Over the past year, there has been a massive inflation in prices of nearly every financial asset, driven by the limitless infusion of money from the Federal Reserve into the stock markets. This has produced a corresponding growth in the wealth of the oligarchy, with the wealth of global billionaires skyrocketing from $8 trillion to $13.1 trillion. Just the increase in wealth for the oligarchy during this period is 227 times more than the cost of the federal unemployment benefits that are being cut off.

While there are daily articles bemoaning the fact that some jobless workers are able to survive on the meager benefits provided, no one in the capitalist press is suggesting that the spigot to Wall Street be shut off. This is an “experiment” that they are not interested in carrying out.

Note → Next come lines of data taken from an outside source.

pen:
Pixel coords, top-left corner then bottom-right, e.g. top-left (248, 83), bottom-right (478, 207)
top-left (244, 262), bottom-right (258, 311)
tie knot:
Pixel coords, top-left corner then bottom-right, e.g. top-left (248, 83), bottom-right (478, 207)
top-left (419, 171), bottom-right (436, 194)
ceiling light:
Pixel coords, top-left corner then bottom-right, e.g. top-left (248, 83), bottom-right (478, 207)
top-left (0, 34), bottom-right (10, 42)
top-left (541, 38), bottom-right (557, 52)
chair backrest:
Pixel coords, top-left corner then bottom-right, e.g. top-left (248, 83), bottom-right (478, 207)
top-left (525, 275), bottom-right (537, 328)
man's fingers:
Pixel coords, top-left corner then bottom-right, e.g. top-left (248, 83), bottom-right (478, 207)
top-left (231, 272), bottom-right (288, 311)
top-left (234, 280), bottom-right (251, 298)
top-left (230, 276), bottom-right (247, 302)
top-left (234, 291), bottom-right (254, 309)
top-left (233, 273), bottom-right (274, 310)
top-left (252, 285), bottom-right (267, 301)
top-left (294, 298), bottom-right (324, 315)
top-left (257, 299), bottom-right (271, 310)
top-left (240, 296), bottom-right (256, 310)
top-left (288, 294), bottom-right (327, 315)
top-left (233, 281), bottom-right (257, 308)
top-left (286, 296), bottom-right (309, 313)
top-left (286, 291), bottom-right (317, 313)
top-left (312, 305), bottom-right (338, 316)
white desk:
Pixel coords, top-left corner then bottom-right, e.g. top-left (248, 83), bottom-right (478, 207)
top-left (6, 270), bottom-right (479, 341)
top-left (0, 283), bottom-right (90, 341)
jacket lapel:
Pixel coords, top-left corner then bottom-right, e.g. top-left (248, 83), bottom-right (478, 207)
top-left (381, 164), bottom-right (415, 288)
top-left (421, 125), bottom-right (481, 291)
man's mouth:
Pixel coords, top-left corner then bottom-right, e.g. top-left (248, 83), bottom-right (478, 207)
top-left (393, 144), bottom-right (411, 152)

The ruling class’s “experiment” with its homicidal herd immunity policy has led to the deaths of more than 600,000 people in the US. Now, the cutoff of unemployment assistance will mean social devastation for millions. In both cases the reality of capitalism and the consequences of the subordination of society to the interests of the financial oligarchy is exposed.

The cutoff of unemployment benefits will fuel mounting opposition in the working class. The ongoing strikes of workers at Volvo in VirginiaATI steelworkers in Pennsylvania and Massachusetts nurses are initial expressions of a developing explosion. These struggles must be expanded and taken out of the hands of the corporatist trade unions, which have worked systematically for decades to suppress working class opposition to the policies of the ruling elite.

The fight against the cutoff of unemployment benefits, against herd immunity and against exploitation must be connected to a revolutionary movement of the working class, in the US and internationally, to expropriate the oligarchs, establish public ownership of the giant banks and corporations, and abolish the capitalist system.